Doctests are a really valuable thing to have in your test suite as they ensure that any examples that you are giving work as expected. It's not uncommon for the code to change and for the documentation to be left behind and being able to automatically check all your examples avoids this.
See what happens when you break your doctest and run pytest
again.
As you increase the number of tests you will come across situations where you only want to run a particular test. To do this, you follow pass the name of the test, as printed by pytest -v
as an argument to pytest
. So, if we want to run all tests in test_arrays.py
we do:
pytest -v test_arrays.py
Or, if we want to specifically run the test_add_arrays
test:
pytest -v test_arrays.py::test_add_arrays
Or, if we want to run one test specifically:
pytest -v "test_arrays.py::test_add_arrays[a0-b0-expect0]"

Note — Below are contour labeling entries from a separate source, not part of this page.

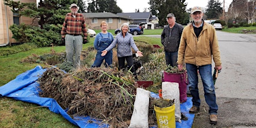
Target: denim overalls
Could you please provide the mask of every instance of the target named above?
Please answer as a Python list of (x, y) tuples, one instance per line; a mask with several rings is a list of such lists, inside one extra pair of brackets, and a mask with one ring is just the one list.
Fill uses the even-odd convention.
[(112, 43), (112, 38), (110, 37), (110, 33), (107, 32), (108, 37), (103, 37), (101, 33), (99, 33), (101, 37), (98, 41), (99, 48), (97, 50), (97, 55), (95, 57), (95, 61), (93, 64), (92, 65), (92, 67), (100, 67), (103, 60), (105, 59), (105, 67), (107, 67), (112, 65), (112, 50), (107, 52), (107, 54), (104, 56), (101, 56), (101, 51), (105, 50), (107, 47), (109, 47)]

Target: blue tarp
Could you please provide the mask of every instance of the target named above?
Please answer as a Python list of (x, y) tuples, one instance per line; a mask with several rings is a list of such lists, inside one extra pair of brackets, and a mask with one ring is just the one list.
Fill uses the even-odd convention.
[[(100, 121), (91, 119), (89, 116), (71, 118), (66, 111), (51, 98), (41, 97), (39, 96), (40, 85), (36, 82), (38, 77), (46, 71), (40, 66), (18, 75), (16, 78), (0, 87), (0, 96), (7, 96), (17, 100), (36, 104), (47, 107), (51, 111), (60, 114), (73, 124), (80, 127), (107, 127), (108, 125)], [(158, 95), (153, 92), (151, 96), (157, 98)], [(194, 114), (190, 114), (189, 109), (192, 106), (191, 99), (180, 104), (180, 111), (188, 117), (187, 121), (176, 122), (176, 127), (191, 127), (194, 120)], [(92, 121), (94, 123), (92, 123)], [(99, 125), (100, 124), (100, 125)], [(157, 126), (157, 125), (156, 125)]]

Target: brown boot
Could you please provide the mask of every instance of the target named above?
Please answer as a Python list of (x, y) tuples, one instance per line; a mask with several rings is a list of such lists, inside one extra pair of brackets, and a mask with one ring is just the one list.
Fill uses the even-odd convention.
[(189, 110), (189, 113), (190, 114), (196, 114), (199, 112), (200, 108), (196, 107), (195, 106), (192, 106), (192, 107)]
[(217, 124), (218, 117), (217, 115), (211, 114), (210, 115), (210, 124), (212, 125)]

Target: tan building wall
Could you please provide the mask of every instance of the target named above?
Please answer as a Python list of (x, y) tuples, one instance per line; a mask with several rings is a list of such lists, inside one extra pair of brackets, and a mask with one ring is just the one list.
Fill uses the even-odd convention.
[[(21, 1), (23, 3), (36, 3), (36, 0), (21, 0), (14, 1)], [(11, 8), (4, 5), (3, 1), (0, 2), (0, 46), (11, 45), (12, 43), (17, 41), (12, 38), (12, 33), (8, 28), (13, 24), (13, 12), (11, 10)], [(6, 18), (7, 17), (7, 18)], [(22, 23), (26, 24), (35, 25), (37, 23), (33, 23), (32, 18), (20, 17), (19, 18), (19, 23)]]
[[(106, 21), (106, 18), (97, 18), (97, 23), (92, 23), (91, 18), (85, 18), (86, 22), (88, 28), (94, 29), (100, 29), (100, 23), (102, 21)], [(119, 18), (112, 18), (112, 23), (107, 23), (107, 26), (109, 29), (116, 29), (116, 28), (119, 28), (122, 24), (124, 23), (129, 23), (130, 21), (126, 19), (121, 19), (121, 22), (119, 22)]]

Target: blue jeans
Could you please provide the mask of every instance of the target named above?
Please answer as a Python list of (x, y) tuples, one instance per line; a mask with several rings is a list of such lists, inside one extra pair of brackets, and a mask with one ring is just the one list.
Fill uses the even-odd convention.
[(211, 75), (211, 65), (198, 66), (186, 63), (189, 79), (189, 88), (192, 95), (193, 106), (199, 107), (200, 100), (198, 90), (198, 69), (203, 82), (204, 97), (209, 107), (210, 114), (217, 114), (218, 105), (216, 103), (216, 95)]
[(101, 56), (101, 51), (104, 50), (105, 49), (102, 49), (101, 50), (98, 50), (97, 52), (97, 55), (95, 57), (95, 61), (94, 61), (93, 64), (92, 65), (92, 67), (99, 67), (101, 66), (101, 63), (102, 63), (103, 61), (105, 60), (105, 67), (108, 67), (112, 65), (112, 50), (109, 51), (107, 54), (104, 56)]
[[(66, 35), (65, 36), (65, 46), (67, 61), (72, 62), (75, 67), (80, 67), (80, 55), (83, 46), (82, 36)], [(75, 60), (73, 58), (74, 55)]]
[(178, 52), (166, 52), (165, 51), (165, 61), (166, 65), (172, 67), (177, 66)]

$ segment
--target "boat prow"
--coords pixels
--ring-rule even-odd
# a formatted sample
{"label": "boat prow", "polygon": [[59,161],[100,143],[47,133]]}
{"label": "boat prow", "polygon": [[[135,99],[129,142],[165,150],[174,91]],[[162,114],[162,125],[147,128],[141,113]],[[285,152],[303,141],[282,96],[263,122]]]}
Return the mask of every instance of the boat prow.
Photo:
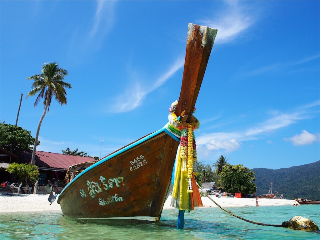
{"label": "boat prow", "polygon": [[[192,113],[216,32],[189,24],[182,84],[175,111],[177,116],[183,115],[184,122],[196,121]],[[110,225],[159,222],[172,187],[172,176],[180,143],[179,134],[167,124],[88,164],[88,167],[71,168],[68,175],[70,181],[57,200],[64,215],[78,221]],[[76,171],[77,175],[74,174]]]}

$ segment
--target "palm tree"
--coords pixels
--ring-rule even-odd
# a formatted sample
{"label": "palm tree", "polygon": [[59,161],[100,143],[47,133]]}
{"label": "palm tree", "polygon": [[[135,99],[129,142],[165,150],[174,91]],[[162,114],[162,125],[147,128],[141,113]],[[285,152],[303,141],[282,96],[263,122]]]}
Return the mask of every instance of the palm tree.
{"label": "palm tree", "polygon": [[38,143],[40,128],[47,109],[48,112],[49,112],[52,96],[54,95],[56,100],[61,106],[66,105],[67,99],[66,96],[67,93],[65,88],[71,88],[71,84],[63,81],[65,77],[68,75],[68,71],[60,68],[57,63],[54,62],[45,63],[42,67],[41,74],[36,74],[27,79],[28,80],[32,79],[34,81],[31,86],[33,89],[29,92],[27,97],[29,96],[34,96],[39,93],[35,103],[35,107],[36,107],[40,100],[44,98],[43,103],[44,105],[44,109],[38,125],[31,159],[31,164],[32,165],[35,165],[36,149]]}
{"label": "palm tree", "polygon": [[223,155],[221,155],[217,160],[217,162],[215,163],[214,163],[213,165],[212,165],[212,166],[214,166],[217,169],[217,175],[221,172],[222,168],[223,168],[223,167],[225,166],[228,164],[227,163],[227,161],[230,159],[228,158],[226,160],[226,158],[225,157],[223,157]]}

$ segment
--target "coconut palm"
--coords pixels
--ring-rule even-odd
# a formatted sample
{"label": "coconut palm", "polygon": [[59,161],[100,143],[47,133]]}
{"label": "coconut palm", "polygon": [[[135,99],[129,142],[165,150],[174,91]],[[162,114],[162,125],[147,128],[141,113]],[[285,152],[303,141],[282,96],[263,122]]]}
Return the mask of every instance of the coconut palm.
{"label": "coconut palm", "polygon": [[221,155],[219,157],[219,158],[217,160],[217,162],[214,163],[212,165],[212,166],[214,166],[216,168],[217,175],[221,172],[224,166],[226,165],[229,164],[227,163],[227,161],[230,159],[228,158],[226,160],[226,158],[225,157],[224,157],[223,155]]}
{"label": "coconut palm", "polygon": [[40,128],[47,110],[48,112],[49,112],[52,97],[54,95],[55,96],[56,100],[61,106],[66,105],[67,99],[66,96],[67,93],[65,88],[71,88],[71,84],[64,81],[65,77],[68,75],[68,71],[59,67],[57,63],[54,62],[45,63],[42,67],[41,74],[36,74],[27,79],[28,80],[32,79],[34,81],[31,86],[33,89],[29,92],[27,97],[34,96],[39,93],[35,102],[35,107],[37,106],[43,98],[44,98],[43,103],[44,105],[44,110],[39,121],[31,159],[31,164],[33,165],[35,164],[36,149]]}

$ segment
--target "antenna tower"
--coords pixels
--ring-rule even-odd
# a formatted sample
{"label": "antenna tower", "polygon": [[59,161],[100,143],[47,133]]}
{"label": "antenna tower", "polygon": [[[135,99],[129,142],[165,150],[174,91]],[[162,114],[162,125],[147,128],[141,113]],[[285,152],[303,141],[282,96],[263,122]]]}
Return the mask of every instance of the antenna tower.
{"label": "antenna tower", "polygon": [[101,159],[101,151],[102,151],[102,142],[103,141],[103,140],[102,140],[102,138],[101,138],[100,140],[100,158]]}

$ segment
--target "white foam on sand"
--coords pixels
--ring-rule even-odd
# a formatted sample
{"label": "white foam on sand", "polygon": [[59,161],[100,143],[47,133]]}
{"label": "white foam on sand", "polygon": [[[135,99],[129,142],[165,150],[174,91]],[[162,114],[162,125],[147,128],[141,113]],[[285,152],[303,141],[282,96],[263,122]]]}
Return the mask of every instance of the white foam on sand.
{"label": "white foam on sand", "polygon": [[[0,194],[0,213],[43,211],[60,211],[62,212],[60,205],[57,203],[57,199],[51,205],[48,199],[49,194]],[[169,197],[164,203],[164,208],[172,208],[170,206],[172,196]],[[255,198],[238,198],[236,197],[217,197],[212,199],[223,207],[255,206]],[[215,207],[216,205],[209,197],[201,197],[203,207]],[[260,206],[280,206],[292,205],[294,200],[285,199],[258,198]]]}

Take a look at the output of pytest -h
for more options. For example, you can tell pytest
to only run the tests that failed on the last run with pytest --last-failed
.
When developing code I recommend starting your day by running the test suite. This gives you confidence in the code before you start playing around with it. Then after each set of changes, run the tests again to make sure that you have not broken anything.
As you add new feature and functions to your code, add tests for them straight away. Doing this while the code logic is fresh in your mind will make the test writing much easier. Even better is to write the tests for the code directly alongside the new function. This gives you a structured way of checking your function while you work on it. You're likely doing manual testing of your code as you write it anyway so why not automate it so that once you're finished you've improved your test suite for free!
Some people go a step further and follow a process called test-driven development where the first thing you do is write the docstring for the function, describing what the function will take as arguments and what it will return. Once you know that, you can write a test which will, in principle, pass if the function does as described. Only then will they go ahead and write the body of the function and once the test passes, their job is done.
These techniques are part of a spectrum so find the place on it which makes you the most productive in the long-term. When I started programming I never wrote tests but as I've progressed I've found that they make writing correct code much easier and I couldn't write software without them. You will likely find a progression towards a more structured approach over time.
You don't need to worry over covering every single line of code with tests. If you have zero tests then you have effectively zero confidence that your code works. As soon as you add a single one, your confidence starts growing. The more you add, the safer you are. There's no magic number of tests.
We will not cover it in this course but once you have a good test suite and if your source code is hosted on a public Git website then you can make it so that the tests of your code are automatically run on every change. As long as you commit your test_*.py
to Git files then with a few lines of config you are able to make it run your tests for you. This is especially useful once you are collaborating with other people as the atuomated tests will give you confidence that the new feature your colleage is adding has not broken the code you wrote last week for example.